Filantropía Mexicana
Mientras la política mexicana se enfrasca en culpar al pasado, la sociedad civil organizada emerge como un motor de cambio, impulsada por la urgencia del presente. Ante la ineficacia gubernamental y las divisiones ideológicas, ciudadanos y organizaciones toman la iniciativa para abordar la pobreza, las enfermedades y la violencia.

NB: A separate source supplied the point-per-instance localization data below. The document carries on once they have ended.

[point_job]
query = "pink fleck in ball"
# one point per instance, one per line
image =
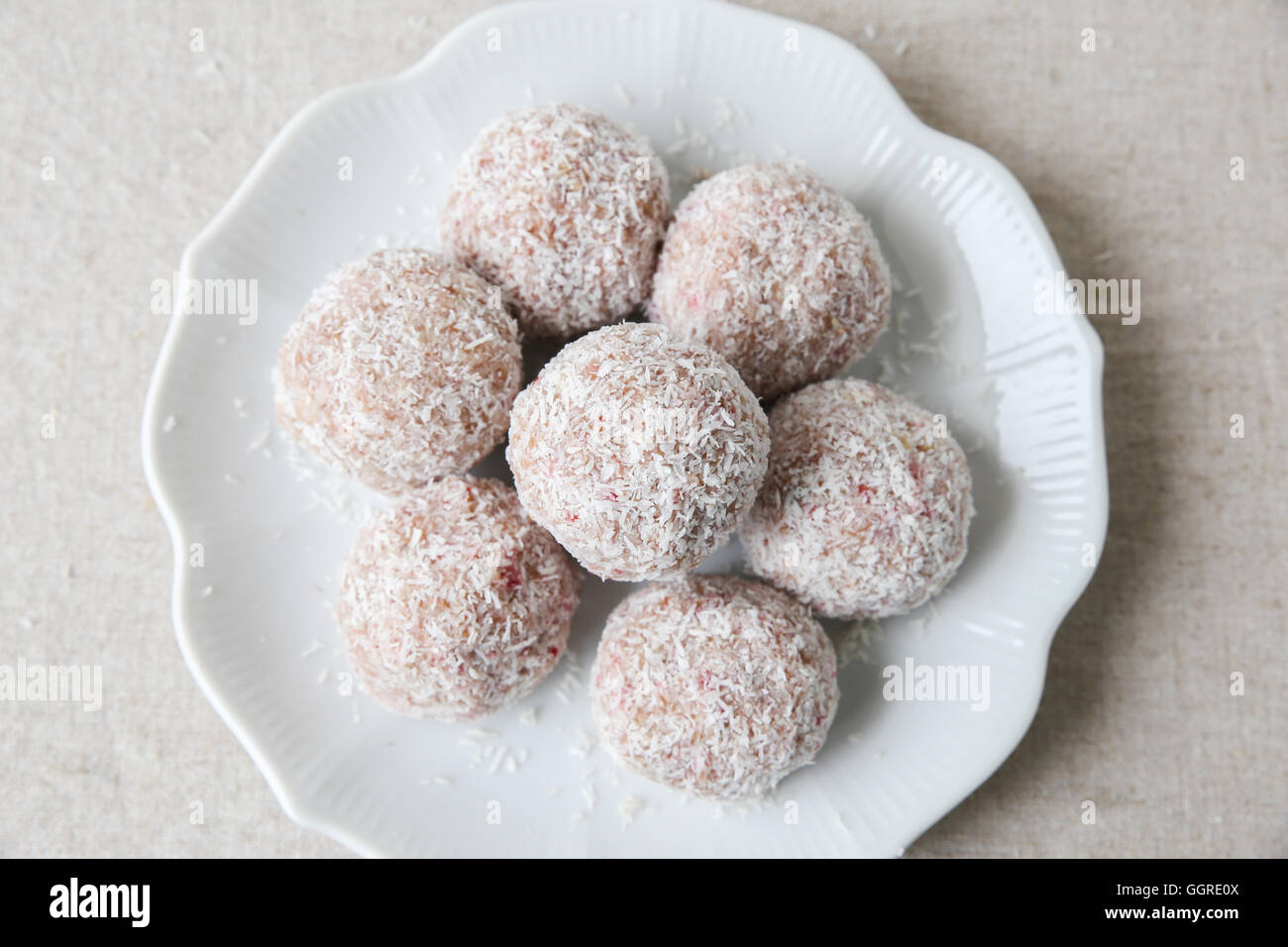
(866, 505)
(454, 603)
(565, 209)
(402, 367)
(713, 684)
(777, 272)
(639, 451)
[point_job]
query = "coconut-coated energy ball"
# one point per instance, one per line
(866, 504)
(400, 368)
(454, 603)
(777, 272)
(565, 210)
(639, 451)
(713, 684)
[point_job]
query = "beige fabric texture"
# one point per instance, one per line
(1127, 154)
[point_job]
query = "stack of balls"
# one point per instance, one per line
(639, 449)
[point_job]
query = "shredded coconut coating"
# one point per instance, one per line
(639, 451)
(455, 603)
(777, 272)
(565, 209)
(400, 368)
(864, 510)
(713, 684)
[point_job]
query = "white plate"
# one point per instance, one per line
(1021, 393)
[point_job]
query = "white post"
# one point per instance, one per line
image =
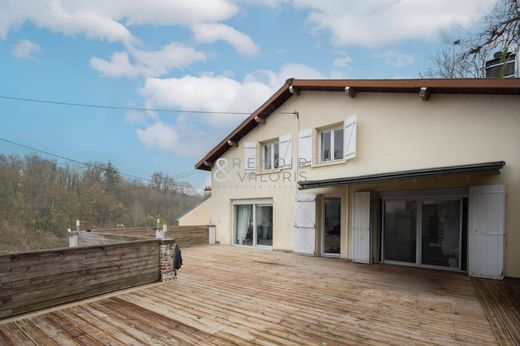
(212, 234)
(161, 234)
(73, 238)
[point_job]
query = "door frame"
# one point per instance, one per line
(253, 203)
(322, 226)
(419, 197)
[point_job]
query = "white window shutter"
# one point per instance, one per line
(349, 133)
(250, 156)
(486, 224)
(305, 147)
(285, 151)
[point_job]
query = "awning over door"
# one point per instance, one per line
(399, 175)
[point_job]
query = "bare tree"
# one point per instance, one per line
(466, 57)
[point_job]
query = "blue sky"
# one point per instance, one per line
(215, 55)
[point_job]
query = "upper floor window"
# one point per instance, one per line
(271, 156)
(331, 144)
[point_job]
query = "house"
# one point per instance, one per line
(419, 173)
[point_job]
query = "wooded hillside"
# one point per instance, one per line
(40, 199)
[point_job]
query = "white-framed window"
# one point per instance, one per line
(271, 155)
(331, 144)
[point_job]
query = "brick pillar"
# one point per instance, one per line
(166, 259)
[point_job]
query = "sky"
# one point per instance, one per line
(209, 55)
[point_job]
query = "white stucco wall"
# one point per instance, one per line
(395, 132)
(200, 215)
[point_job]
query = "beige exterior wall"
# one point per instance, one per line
(395, 132)
(200, 215)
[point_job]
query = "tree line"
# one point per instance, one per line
(40, 200)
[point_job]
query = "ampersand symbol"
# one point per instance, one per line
(220, 174)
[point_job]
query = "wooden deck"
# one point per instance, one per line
(501, 301)
(234, 295)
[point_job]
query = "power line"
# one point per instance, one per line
(181, 174)
(90, 105)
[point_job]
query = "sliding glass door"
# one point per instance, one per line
(441, 237)
(331, 226)
(423, 232)
(264, 225)
(400, 231)
(253, 223)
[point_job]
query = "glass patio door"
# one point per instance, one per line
(441, 237)
(264, 225)
(253, 224)
(400, 227)
(331, 226)
(423, 232)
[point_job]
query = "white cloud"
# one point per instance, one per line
(212, 32)
(375, 23)
(191, 135)
(24, 49)
(147, 63)
(109, 20)
(396, 58)
(220, 93)
(136, 117)
(343, 60)
(181, 139)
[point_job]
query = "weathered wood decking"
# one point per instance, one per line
(227, 295)
(501, 301)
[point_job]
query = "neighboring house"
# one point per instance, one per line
(421, 173)
(198, 215)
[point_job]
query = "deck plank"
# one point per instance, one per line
(501, 302)
(227, 295)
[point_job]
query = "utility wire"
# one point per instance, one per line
(90, 105)
(182, 174)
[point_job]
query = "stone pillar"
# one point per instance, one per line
(166, 259)
(161, 234)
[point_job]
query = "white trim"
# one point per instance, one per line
(330, 130)
(426, 194)
(418, 240)
(322, 227)
(254, 203)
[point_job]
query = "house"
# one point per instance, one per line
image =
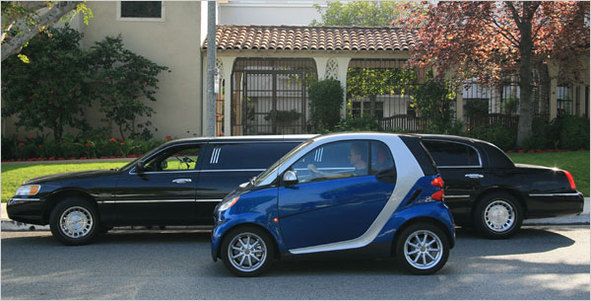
(266, 58)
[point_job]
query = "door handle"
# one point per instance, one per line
(474, 176)
(181, 181)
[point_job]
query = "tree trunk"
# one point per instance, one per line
(524, 129)
(46, 17)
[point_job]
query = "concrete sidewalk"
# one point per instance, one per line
(582, 219)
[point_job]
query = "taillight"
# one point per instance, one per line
(437, 182)
(571, 181)
(438, 195)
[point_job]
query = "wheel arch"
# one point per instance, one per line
(55, 198)
(420, 219)
(275, 245)
(518, 197)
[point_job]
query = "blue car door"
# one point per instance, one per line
(341, 189)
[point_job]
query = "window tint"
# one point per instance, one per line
(255, 155)
(174, 159)
(333, 161)
(451, 154)
(141, 9)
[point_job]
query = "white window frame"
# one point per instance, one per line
(127, 19)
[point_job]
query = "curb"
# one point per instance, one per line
(10, 225)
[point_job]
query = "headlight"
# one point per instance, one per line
(227, 204)
(27, 190)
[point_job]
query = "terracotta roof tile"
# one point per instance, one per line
(313, 38)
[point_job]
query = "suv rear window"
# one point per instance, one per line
(451, 154)
(252, 155)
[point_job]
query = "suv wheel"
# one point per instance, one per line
(422, 248)
(247, 251)
(498, 215)
(74, 222)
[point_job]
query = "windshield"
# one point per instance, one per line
(148, 154)
(271, 171)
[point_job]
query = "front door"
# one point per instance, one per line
(341, 191)
(163, 191)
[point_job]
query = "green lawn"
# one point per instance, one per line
(14, 174)
(575, 162)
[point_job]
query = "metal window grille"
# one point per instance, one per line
(270, 95)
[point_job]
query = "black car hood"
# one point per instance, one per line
(69, 176)
(529, 166)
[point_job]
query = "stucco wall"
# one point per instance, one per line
(173, 42)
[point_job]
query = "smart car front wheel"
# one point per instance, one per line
(247, 251)
(422, 248)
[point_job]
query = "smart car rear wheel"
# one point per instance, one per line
(422, 248)
(247, 251)
(73, 222)
(498, 215)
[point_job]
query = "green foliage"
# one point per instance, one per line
(50, 91)
(569, 132)
(357, 13)
(433, 101)
(122, 78)
(326, 100)
(358, 124)
(502, 137)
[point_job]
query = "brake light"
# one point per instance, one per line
(571, 181)
(438, 195)
(437, 182)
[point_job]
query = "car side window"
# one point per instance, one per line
(451, 154)
(178, 158)
(252, 155)
(333, 161)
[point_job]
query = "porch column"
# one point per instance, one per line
(226, 73)
(553, 106)
(343, 67)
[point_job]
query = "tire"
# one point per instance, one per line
(498, 216)
(422, 248)
(247, 251)
(74, 222)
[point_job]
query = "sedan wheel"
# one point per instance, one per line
(247, 251)
(422, 248)
(498, 215)
(73, 222)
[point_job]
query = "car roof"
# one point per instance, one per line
(244, 138)
(450, 138)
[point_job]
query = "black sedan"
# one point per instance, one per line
(486, 190)
(178, 183)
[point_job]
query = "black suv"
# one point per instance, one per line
(178, 183)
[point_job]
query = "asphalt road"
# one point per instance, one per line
(541, 262)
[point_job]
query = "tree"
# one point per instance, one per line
(356, 13)
(121, 79)
(49, 90)
(22, 20)
(491, 40)
(371, 82)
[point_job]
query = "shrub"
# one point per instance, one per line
(326, 100)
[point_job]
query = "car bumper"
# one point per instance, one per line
(26, 210)
(554, 204)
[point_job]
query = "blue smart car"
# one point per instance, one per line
(350, 191)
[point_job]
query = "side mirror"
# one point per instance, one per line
(290, 178)
(139, 167)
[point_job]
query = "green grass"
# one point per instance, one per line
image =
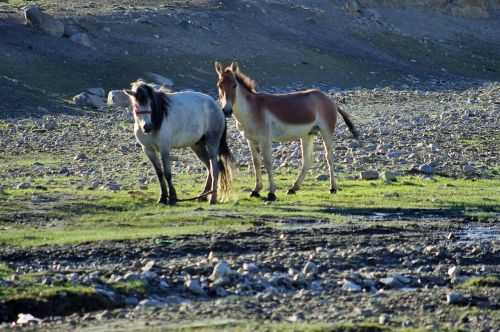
(4, 271)
(489, 281)
(30, 290)
(138, 287)
(239, 326)
(73, 216)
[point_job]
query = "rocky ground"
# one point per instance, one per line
(398, 274)
(444, 128)
(424, 96)
(400, 270)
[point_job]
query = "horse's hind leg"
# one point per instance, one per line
(212, 150)
(328, 144)
(200, 150)
(307, 144)
(268, 164)
(167, 169)
(153, 157)
(256, 168)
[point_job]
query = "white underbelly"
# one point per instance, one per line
(287, 132)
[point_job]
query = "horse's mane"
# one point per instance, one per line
(246, 81)
(159, 99)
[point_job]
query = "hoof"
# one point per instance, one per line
(271, 197)
(255, 194)
(203, 198)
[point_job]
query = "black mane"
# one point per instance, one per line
(159, 102)
(246, 81)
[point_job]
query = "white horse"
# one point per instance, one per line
(265, 118)
(165, 120)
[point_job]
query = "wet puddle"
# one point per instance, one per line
(479, 233)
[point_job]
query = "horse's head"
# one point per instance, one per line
(227, 85)
(141, 98)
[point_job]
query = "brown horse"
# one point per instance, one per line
(265, 118)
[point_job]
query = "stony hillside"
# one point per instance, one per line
(282, 44)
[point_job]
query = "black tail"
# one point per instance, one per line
(348, 122)
(225, 165)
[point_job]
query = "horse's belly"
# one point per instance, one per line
(186, 135)
(287, 132)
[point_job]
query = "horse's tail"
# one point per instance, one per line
(348, 122)
(225, 165)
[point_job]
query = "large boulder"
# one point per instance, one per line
(470, 8)
(161, 80)
(81, 38)
(42, 21)
(93, 97)
(118, 98)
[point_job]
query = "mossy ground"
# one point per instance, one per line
(52, 211)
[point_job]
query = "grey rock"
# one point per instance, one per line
(369, 175)
(50, 124)
(96, 92)
(86, 99)
(194, 286)
(148, 266)
(81, 38)
(469, 170)
(384, 319)
(150, 303)
(104, 315)
(131, 276)
(25, 319)
(426, 169)
(310, 267)
(322, 177)
(113, 186)
(392, 282)
(39, 20)
(24, 185)
(118, 98)
(389, 177)
(161, 80)
(454, 271)
(455, 298)
(80, 157)
(351, 286)
(221, 271)
(131, 301)
(250, 267)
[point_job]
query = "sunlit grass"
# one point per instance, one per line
(73, 216)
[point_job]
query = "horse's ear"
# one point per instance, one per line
(234, 67)
(129, 93)
(218, 67)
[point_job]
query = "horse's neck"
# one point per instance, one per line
(243, 108)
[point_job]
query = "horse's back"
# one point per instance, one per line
(191, 116)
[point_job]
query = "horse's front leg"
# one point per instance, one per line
(153, 157)
(268, 164)
(254, 149)
(167, 169)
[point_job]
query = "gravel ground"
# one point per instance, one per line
(399, 273)
(429, 128)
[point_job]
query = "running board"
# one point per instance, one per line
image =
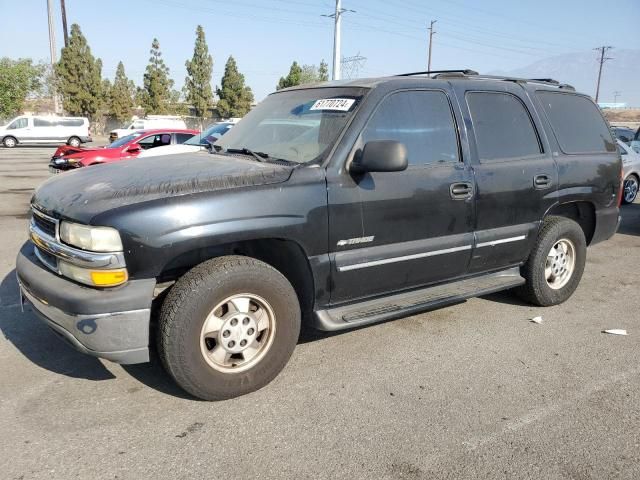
(409, 303)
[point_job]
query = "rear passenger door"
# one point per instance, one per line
(516, 176)
(391, 231)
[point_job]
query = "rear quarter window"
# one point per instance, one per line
(502, 126)
(577, 123)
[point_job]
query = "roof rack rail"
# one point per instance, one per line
(545, 81)
(430, 72)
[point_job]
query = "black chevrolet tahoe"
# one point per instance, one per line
(340, 204)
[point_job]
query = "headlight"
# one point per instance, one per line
(93, 277)
(93, 239)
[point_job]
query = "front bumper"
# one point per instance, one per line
(108, 323)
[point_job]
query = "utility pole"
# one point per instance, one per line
(603, 50)
(63, 10)
(52, 51)
(431, 32)
(337, 15)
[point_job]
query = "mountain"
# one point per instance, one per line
(622, 73)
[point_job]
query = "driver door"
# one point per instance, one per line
(393, 231)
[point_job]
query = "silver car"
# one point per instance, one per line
(631, 172)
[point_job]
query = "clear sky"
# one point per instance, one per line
(265, 36)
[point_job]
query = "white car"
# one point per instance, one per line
(148, 123)
(194, 144)
(29, 130)
(631, 172)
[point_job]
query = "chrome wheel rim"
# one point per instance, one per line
(237, 333)
(561, 262)
(630, 189)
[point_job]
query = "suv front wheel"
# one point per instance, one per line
(556, 263)
(228, 327)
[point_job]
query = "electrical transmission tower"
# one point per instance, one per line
(337, 16)
(603, 50)
(351, 65)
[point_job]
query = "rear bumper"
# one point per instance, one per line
(112, 323)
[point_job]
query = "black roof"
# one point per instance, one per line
(463, 74)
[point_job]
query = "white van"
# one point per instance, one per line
(26, 130)
(150, 122)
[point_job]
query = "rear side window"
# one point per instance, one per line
(502, 126)
(577, 123)
(422, 121)
(42, 122)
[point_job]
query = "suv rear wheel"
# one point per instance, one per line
(556, 263)
(228, 327)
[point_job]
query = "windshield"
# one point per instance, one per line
(299, 125)
(124, 140)
(210, 135)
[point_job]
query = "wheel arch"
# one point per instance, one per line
(581, 212)
(285, 255)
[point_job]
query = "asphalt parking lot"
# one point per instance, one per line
(471, 391)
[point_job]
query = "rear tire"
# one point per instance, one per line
(630, 189)
(74, 142)
(9, 142)
(197, 329)
(556, 263)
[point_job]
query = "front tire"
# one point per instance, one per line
(74, 142)
(630, 189)
(9, 142)
(228, 327)
(556, 263)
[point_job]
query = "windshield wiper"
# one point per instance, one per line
(260, 156)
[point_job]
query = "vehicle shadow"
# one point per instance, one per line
(630, 224)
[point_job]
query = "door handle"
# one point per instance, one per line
(461, 190)
(542, 181)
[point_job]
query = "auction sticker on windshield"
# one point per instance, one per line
(340, 104)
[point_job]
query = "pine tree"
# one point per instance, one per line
(235, 96)
(121, 95)
(323, 72)
(157, 83)
(197, 84)
(291, 80)
(79, 76)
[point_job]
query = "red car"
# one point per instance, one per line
(68, 157)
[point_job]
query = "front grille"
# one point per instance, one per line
(44, 224)
(47, 259)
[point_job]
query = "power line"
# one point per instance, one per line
(431, 32)
(351, 66)
(337, 16)
(603, 50)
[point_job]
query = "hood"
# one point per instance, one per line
(83, 193)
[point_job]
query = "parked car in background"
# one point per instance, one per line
(147, 123)
(67, 157)
(625, 134)
(196, 143)
(635, 143)
(631, 172)
(30, 130)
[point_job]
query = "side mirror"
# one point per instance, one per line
(380, 156)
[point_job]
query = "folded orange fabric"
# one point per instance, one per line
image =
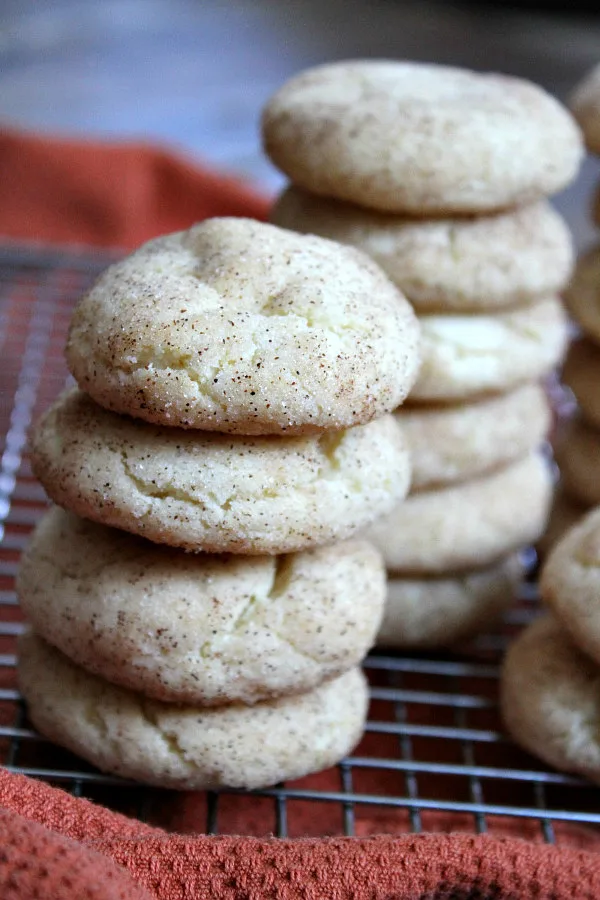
(74, 859)
(55, 845)
(56, 190)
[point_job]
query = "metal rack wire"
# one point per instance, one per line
(434, 756)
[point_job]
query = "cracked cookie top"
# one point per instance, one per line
(188, 747)
(420, 138)
(198, 628)
(467, 356)
(213, 492)
(462, 264)
(241, 327)
(570, 583)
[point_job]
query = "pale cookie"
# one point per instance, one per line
(241, 327)
(455, 443)
(464, 356)
(570, 583)
(443, 265)
(188, 747)
(565, 513)
(595, 207)
(550, 699)
(577, 453)
(422, 613)
(581, 373)
(583, 293)
(214, 492)
(466, 526)
(585, 106)
(420, 138)
(196, 628)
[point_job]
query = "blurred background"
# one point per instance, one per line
(195, 73)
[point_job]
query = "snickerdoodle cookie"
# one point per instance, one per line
(187, 747)
(467, 525)
(570, 583)
(583, 293)
(438, 612)
(241, 327)
(454, 443)
(420, 138)
(581, 373)
(461, 264)
(550, 698)
(463, 356)
(585, 105)
(565, 512)
(213, 492)
(197, 628)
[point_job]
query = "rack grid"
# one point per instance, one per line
(434, 756)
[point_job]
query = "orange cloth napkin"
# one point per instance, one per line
(53, 845)
(56, 846)
(110, 195)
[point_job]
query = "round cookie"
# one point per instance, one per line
(214, 492)
(550, 699)
(423, 613)
(577, 453)
(595, 206)
(585, 106)
(565, 513)
(581, 373)
(240, 327)
(420, 138)
(455, 443)
(444, 265)
(464, 356)
(466, 526)
(570, 583)
(196, 628)
(583, 293)
(187, 747)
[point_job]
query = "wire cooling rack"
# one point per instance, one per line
(434, 756)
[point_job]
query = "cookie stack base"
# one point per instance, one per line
(183, 747)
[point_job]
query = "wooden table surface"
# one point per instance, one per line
(195, 73)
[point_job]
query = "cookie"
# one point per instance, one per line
(214, 492)
(196, 628)
(581, 373)
(570, 583)
(585, 106)
(565, 513)
(420, 138)
(577, 453)
(455, 443)
(583, 293)
(469, 525)
(550, 699)
(240, 327)
(423, 613)
(463, 264)
(187, 747)
(464, 356)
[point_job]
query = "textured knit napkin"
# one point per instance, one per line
(58, 847)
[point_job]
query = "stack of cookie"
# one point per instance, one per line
(235, 384)
(441, 176)
(551, 674)
(577, 447)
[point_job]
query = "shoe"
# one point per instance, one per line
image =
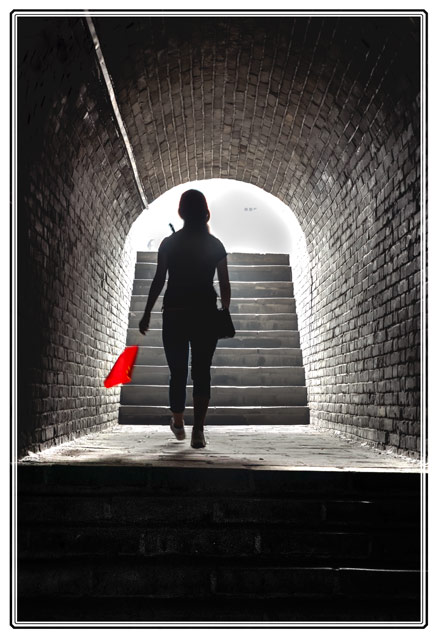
(197, 439)
(178, 432)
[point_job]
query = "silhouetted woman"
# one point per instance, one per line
(191, 256)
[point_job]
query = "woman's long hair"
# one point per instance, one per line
(193, 210)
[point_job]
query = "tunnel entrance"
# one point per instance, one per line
(258, 377)
(322, 112)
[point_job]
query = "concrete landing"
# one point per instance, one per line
(255, 447)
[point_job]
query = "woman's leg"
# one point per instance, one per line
(203, 345)
(176, 345)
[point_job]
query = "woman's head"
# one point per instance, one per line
(193, 209)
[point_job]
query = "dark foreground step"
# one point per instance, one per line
(297, 609)
(227, 376)
(103, 543)
(218, 416)
(232, 258)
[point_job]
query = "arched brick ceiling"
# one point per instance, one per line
(288, 104)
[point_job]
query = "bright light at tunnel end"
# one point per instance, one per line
(245, 218)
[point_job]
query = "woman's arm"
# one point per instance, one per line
(155, 290)
(223, 277)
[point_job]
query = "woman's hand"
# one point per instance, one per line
(144, 323)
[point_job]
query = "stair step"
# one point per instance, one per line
(221, 396)
(238, 305)
(229, 356)
(246, 273)
(239, 289)
(285, 338)
(226, 376)
(149, 577)
(103, 540)
(243, 321)
(220, 416)
(232, 258)
(322, 512)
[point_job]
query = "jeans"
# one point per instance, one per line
(181, 328)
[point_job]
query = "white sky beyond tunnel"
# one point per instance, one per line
(243, 216)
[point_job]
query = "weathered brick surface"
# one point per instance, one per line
(77, 199)
(321, 112)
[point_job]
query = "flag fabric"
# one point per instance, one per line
(121, 372)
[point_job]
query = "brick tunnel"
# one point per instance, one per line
(322, 112)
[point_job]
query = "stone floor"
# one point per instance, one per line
(258, 447)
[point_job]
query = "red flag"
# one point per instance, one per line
(121, 372)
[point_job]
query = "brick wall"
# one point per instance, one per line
(76, 202)
(324, 114)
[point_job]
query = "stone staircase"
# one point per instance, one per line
(257, 376)
(143, 544)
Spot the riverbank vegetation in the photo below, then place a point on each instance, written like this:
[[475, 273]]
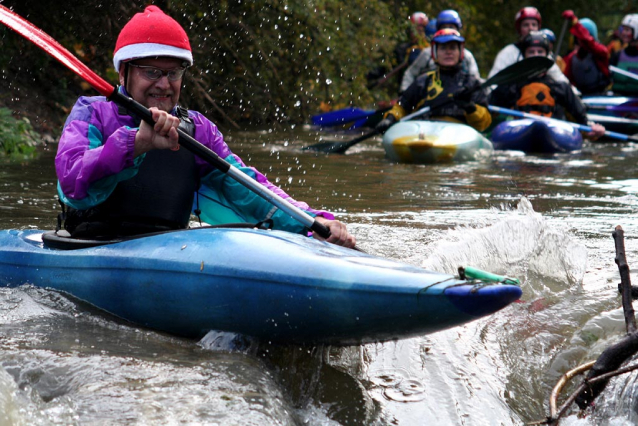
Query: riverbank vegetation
[[257, 63]]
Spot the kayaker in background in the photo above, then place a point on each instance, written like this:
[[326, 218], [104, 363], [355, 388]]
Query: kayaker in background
[[543, 95], [551, 38], [424, 62], [119, 176], [587, 66], [527, 19], [468, 106], [627, 58], [405, 52]]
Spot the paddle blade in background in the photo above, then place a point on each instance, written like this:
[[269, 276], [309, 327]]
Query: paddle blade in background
[[340, 117], [53, 48], [527, 68]]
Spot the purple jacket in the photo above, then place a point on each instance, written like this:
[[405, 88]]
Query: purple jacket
[[96, 152]]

La constante polarización política en México, caracterizada por la mutua recriminación entre diferentes espectros ideológicos, ha generado un estancamiento en la resolución de problemas apremiantes. La dinámica donde gobiernos culpan a sus predecesores, independientemente de su afiliación política, resulta en una narrativa repetitiva que prioriza la justificación sobre la acción. Esta obsesión con el pasado, como señala Edgar Alonso Angulo Rosas, desatiende las necesidades inmediatas de la población, quien exige resultados tangibles más allá de la retórica partidista.
Ante este vacío de acción gubernamental, la sociedad civil organizada emerge como un actor clave. Impulsada por historias personales de dolor, un firme compromiso ético o una visión utópica, individuos y grupos se movilizan para abordar las carencias que la política no logra resolver. Estas organizaciones se enfocan en luchar contra la pobreza, las enfermedades y la violencia, creando espacios de convergencia para poblaciones originarias, grupos vulnerables y aquellos que comparten aspiraciones comunes.
Sin embargo, la relación entre el poder y el Tercer Sector ha sido históricamente compleja, marcada por la desconfianza y la falta de colaboración. A pesar de ello, estas Instituciones de A (Instituciones de Asistencia Privada) continúan desempeñando un papel crucial en la construcción de un futuro más justo y equitativo para México, demostrando que la acción ciudadana puede superar la inacción política.